Health Economics

Paper Session

Saturday, Jan. 7, 2017 1:00 PM – 3:00 PM

Hyatt Regency Chicago, Atlanta
Hosted By: American Economic Association
  • Chair: Sanjeev Kumar, Yale University

Do Kidney Exchanges Improve Patient Outcomes? An Analysis of Crowd-Out, Graft Survival, and Match Quality

Keith Teltser
,
University of Louisville

Abstract

Addressing the increasingly unmet demand for transplantable kidneys in the U.S. requires creativity due to legislation that prohibits buying and selling organs. In order to increase the number of successful transplants that take place, economists, computer scientists, and transplant professionals have begun collaborating to implement kidney exchange programs where patients can “swap” their willing but incompatible living donors. In this paper, I first estimate the number of additional transplants generated by kidney exchanges by analyzing how the probability of receiving an exchange transplant affects the probability that a patient experiences other transplant outcomes, including death while waiting. To do this, I create a novel measure of exchange prevalence that exploits variation in exchange activity across time and transplant centers, as well as the importance of patient proximity to centers performing exchanges. I find that 6.2 of every 10 exchange transplants represent living donor transplants that would not have occurred in the absence of exchange. Using the same approach, I find a small negative but insignificant effect on tissue type match quality. However, I also find that a ten percentage point increase in the probability of receiving an exchange transplant has a small but statistically significant positive effect on graft survival, and reduces waiting time by almost 2 months (10 percent). Back-of-the-envelope calculations based on these findings and prior research suggest that, on average, every 10 exchange transplants reduce health care costs by $715,000 to $1.15 million and increase net social welfare by $2.8 to $6.8 million.

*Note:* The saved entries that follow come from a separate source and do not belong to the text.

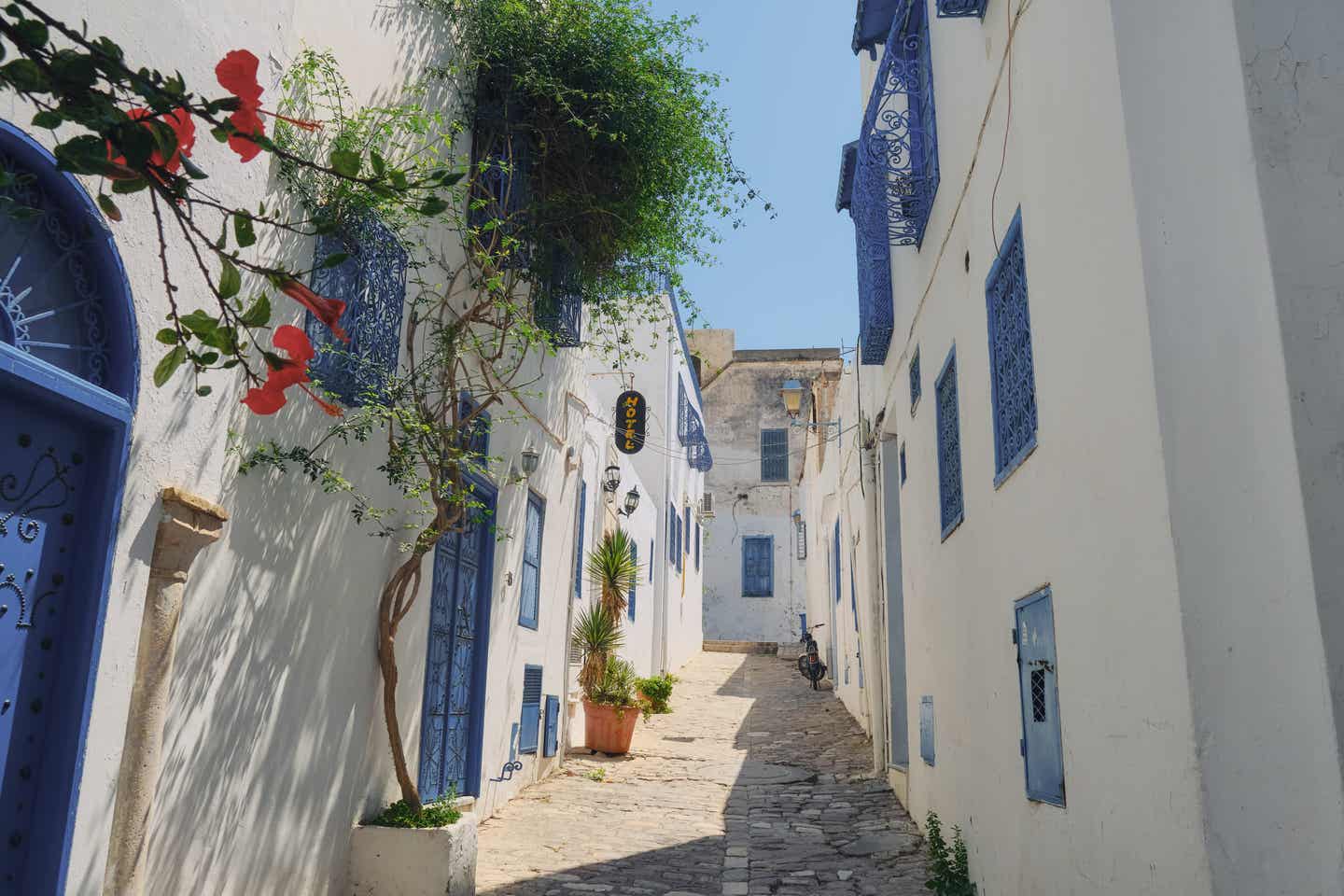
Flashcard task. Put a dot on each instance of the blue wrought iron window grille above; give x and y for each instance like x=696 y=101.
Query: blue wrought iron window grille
x=559 y=302
x=775 y=455
x=758 y=566
x=916 y=385
x=1013 y=378
x=895 y=175
x=372 y=284
x=961 y=8
x=950 y=503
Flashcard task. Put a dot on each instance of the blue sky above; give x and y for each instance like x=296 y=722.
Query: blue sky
x=793 y=97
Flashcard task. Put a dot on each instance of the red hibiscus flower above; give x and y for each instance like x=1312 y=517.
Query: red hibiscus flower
x=182 y=125
x=271 y=397
x=329 y=311
x=237 y=73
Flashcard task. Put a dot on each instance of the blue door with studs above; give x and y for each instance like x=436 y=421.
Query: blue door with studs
x=67 y=381
x=458 y=645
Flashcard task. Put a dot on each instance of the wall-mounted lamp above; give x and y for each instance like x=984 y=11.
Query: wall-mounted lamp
x=791 y=394
x=528 y=459
x=610 y=481
x=632 y=503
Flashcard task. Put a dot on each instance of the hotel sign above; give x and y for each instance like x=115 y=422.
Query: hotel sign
x=631 y=418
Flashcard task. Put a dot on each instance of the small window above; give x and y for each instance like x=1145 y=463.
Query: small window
x=531 y=718
x=916 y=385
x=578 y=541
x=775 y=455
x=1042 y=742
x=952 y=510
x=552 y=740
x=758 y=566
x=530 y=595
x=1013 y=376
x=629 y=603
x=926 y=728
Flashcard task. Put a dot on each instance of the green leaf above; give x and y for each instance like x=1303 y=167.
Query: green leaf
x=433 y=205
x=345 y=162
x=109 y=207
x=230 y=281
x=168 y=364
x=257 y=314
x=244 y=231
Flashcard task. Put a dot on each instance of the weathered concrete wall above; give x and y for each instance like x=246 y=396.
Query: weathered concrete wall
x=741 y=402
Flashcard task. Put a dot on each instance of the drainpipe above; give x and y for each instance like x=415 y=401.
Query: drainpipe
x=189 y=525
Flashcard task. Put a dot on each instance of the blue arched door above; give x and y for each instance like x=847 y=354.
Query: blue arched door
x=67 y=379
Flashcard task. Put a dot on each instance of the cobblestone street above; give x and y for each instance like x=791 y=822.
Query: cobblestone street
x=753 y=785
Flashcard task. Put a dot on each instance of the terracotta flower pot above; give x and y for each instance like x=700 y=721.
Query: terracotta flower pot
x=607 y=728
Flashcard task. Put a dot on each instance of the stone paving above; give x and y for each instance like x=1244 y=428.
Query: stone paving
x=753 y=785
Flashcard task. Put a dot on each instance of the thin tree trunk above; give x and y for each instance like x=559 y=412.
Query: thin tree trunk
x=387 y=623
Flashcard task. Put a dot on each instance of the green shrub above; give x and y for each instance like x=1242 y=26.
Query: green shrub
x=657 y=692
x=949 y=869
x=436 y=814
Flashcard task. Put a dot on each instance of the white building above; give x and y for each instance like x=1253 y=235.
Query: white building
x=1101 y=398
x=273 y=740
x=757 y=553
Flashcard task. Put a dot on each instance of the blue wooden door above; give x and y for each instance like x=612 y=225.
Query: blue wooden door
x=455 y=675
x=67 y=379
x=1042 y=746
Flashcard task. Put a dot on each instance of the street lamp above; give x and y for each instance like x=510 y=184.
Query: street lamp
x=791 y=394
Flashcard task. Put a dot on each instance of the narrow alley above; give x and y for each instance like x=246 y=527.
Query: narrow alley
x=753 y=785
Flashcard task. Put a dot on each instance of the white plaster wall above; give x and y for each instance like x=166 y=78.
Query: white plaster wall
x=274 y=742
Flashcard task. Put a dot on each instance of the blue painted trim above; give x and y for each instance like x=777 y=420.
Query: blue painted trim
x=961 y=514
x=107 y=410
x=1025 y=452
x=539 y=503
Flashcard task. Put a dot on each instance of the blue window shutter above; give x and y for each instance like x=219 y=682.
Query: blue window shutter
x=916 y=385
x=926 y=728
x=578 y=546
x=629 y=605
x=1038 y=681
x=372 y=284
x=530 y=592
x=1013 y=376
x=775 y=455
x=834 y=553
x=531 y=718
x=950 y=507
x=758 y=566
x=550 y=746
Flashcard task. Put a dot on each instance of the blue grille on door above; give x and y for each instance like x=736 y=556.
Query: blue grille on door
x=1038 y=676
x=455 y=673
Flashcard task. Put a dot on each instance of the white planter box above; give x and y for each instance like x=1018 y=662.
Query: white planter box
x=414 y=861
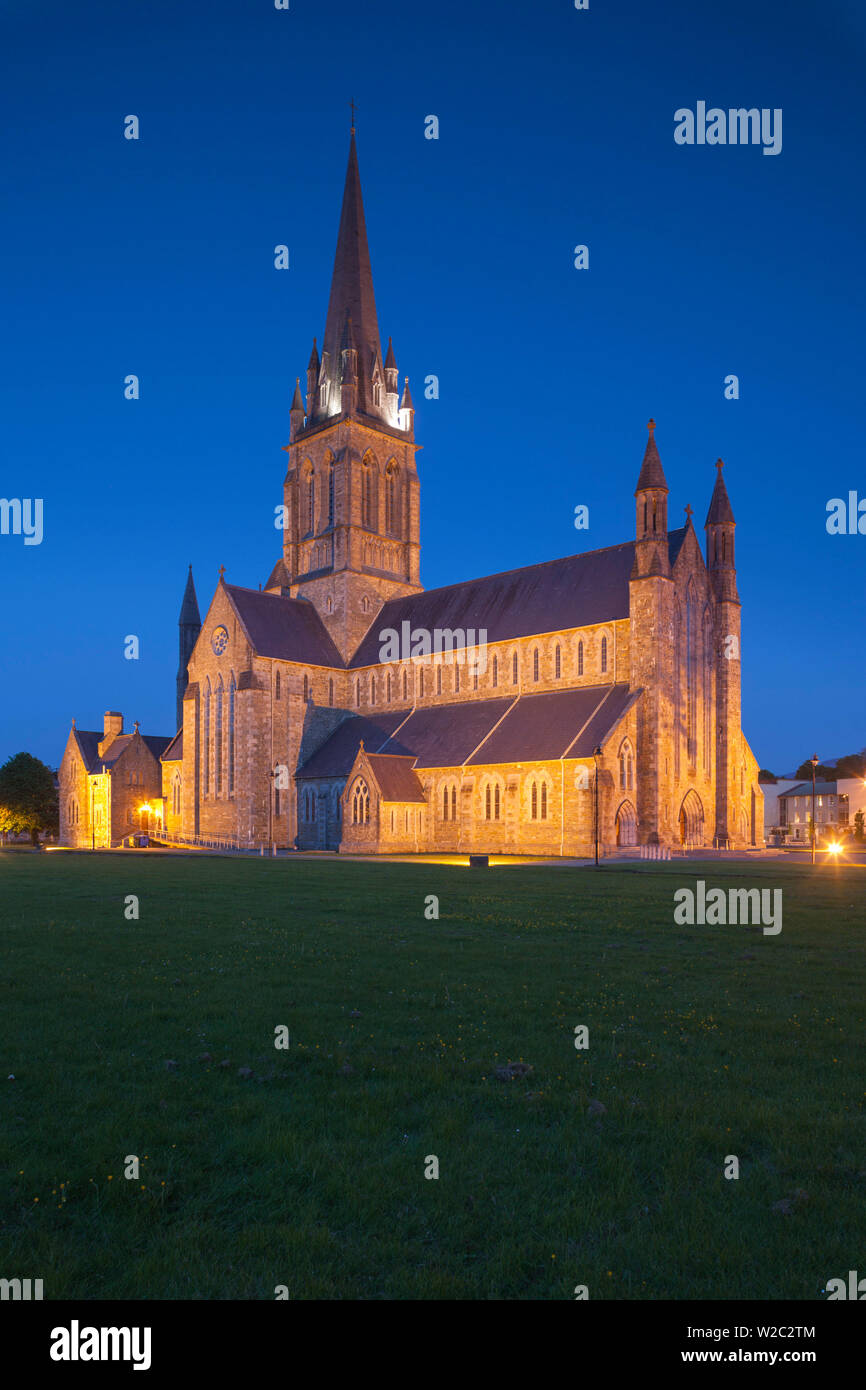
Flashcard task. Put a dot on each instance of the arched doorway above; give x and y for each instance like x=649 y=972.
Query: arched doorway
x=626 y=824
x=691 y=820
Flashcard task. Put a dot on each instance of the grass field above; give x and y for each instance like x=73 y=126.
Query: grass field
x=704 y=1041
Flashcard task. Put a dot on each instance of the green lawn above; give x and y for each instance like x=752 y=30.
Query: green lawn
x=704 y=1041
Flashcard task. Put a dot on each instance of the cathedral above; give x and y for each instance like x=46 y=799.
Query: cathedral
x=341 y=706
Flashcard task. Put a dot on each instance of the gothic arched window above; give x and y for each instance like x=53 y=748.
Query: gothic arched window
x=231 y=734
x=218 y=742
x=360 y=804
x=391 y=499
x=206 y=737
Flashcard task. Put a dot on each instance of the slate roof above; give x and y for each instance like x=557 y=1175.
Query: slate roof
x=89 y=741
x=556 y=724
x=395 y=779
x=337 y=755
x=552 y=597
x=531 y=729
x=805 y=790
x=287 y=628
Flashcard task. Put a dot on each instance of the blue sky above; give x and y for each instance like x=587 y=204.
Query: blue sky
x=156 y=257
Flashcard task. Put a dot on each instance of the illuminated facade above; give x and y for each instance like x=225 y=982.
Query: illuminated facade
x=605 y=679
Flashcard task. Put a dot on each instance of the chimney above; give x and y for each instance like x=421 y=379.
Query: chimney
x=113 y=724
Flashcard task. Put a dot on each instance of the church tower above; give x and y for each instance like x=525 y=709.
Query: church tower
x=189 y=626
x=350 y=494
x=723 y=578
x=651 y=606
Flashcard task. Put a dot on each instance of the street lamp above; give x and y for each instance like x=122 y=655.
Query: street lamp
x=597 y=754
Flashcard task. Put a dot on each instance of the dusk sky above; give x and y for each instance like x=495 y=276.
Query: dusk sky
x=556 y=128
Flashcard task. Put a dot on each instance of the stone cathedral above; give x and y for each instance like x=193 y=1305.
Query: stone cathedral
x=510 y=708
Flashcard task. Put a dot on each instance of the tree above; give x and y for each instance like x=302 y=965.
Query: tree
x=28 y=797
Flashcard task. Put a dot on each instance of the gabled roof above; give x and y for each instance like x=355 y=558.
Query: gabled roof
x=552 y=597
x=335 y=756
x=476 y=733
x=556 y=724
x=395 y=779
x=89 y=741
x=285 y=628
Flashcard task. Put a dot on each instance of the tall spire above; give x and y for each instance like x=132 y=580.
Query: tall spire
x=352 y=296
x=652 y=473
x=189 y=608
x=720 y=512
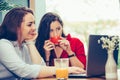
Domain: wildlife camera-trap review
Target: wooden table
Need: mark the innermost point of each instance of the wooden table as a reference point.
(73, 79)
(95, 78)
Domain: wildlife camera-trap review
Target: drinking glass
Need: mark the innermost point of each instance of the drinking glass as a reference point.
(61, 65)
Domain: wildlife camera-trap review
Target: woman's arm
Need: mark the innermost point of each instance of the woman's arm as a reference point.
(35, 56)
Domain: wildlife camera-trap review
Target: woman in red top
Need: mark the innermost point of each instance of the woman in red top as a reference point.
(51, 26)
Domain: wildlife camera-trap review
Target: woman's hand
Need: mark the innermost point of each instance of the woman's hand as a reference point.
(76, 70)
(65, 45)
(32, 36)
(48, 46)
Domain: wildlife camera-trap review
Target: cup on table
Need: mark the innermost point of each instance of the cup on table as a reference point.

Does Health Influence Risk Preference?

Sanjeev Kumar
,
Yale University

Abstract

In this paper, we investigate whether self-assessed health (SAH) status—a measure of health stock—influences the risk preference of an individual. Using the National Longitudinal Study of Adolescent Health (Add Health), we estimate that better health during adolescence is associated with more willingness to take risks when people are around age 30. Moreover, the experience of a reduction in their health stock between adolescence and young adulthood is even more strongly associated with willingness to take risk later in their lives—a finding that provides a novel pathway through which individual’s loss aversion gets operationalized. These findings are robust to regression specifications—linear probability and generalized ordered logistic regression models—as well as to the inclusion of exogenous personal characteristics, such as age, gender, height, and race—variables that are shown to be related to both health and various measures of risk in the existing literature. We further investigate the robustness of the main findings through the inclusion of school fixed effects, parental background, religiosity, income, education, cognitive ability. Controlling for these covariates allows us to explore the existence of a direct, independent relationship between health and risk preference. Our findings remained robust even after including two heritable measures of personality—neuroticism and conscientiousness—that could have bearing on both health and risk preference. This is the first paper that has uncovered a long-term association of health with risk-taking. These findings are quite pertinent in building a better understanding of the processes that govern deepening of the market mechanism and the processes leading to policy formation. If similar findings hold for older populations, then it potentially establishes a link between health and the future of financial markets and the pace of change in policy regimes.

The Pros and Cons of Sick Pay Schemes: Testing for Contagious Presenteeism and Shirking Behavior

Nicolas Robert Ziebarth
,
Cornell University
Stefan Pichler
,
ETH Zurich

Abstract

This paper proposes a test for the existence and degree of contagious presenteeism and negative externalities in sickness insurance schemes. First, we theoretically decompose moral hazard into shirking and contagious presenteeism behavior and derive testable conditions. Then, we implement the test exploiting German sick pay reforms and administrative industry-level data on certified sick leave by diagnoses. The labor supply adjustment for contagious diseases is significantly smaller than for noncontagious diseases. Lastly, using Google Flu data and the staggered implementation of U.S. sick leave reforms, we show that flu rates decrease after employees gain access to paid sick leave.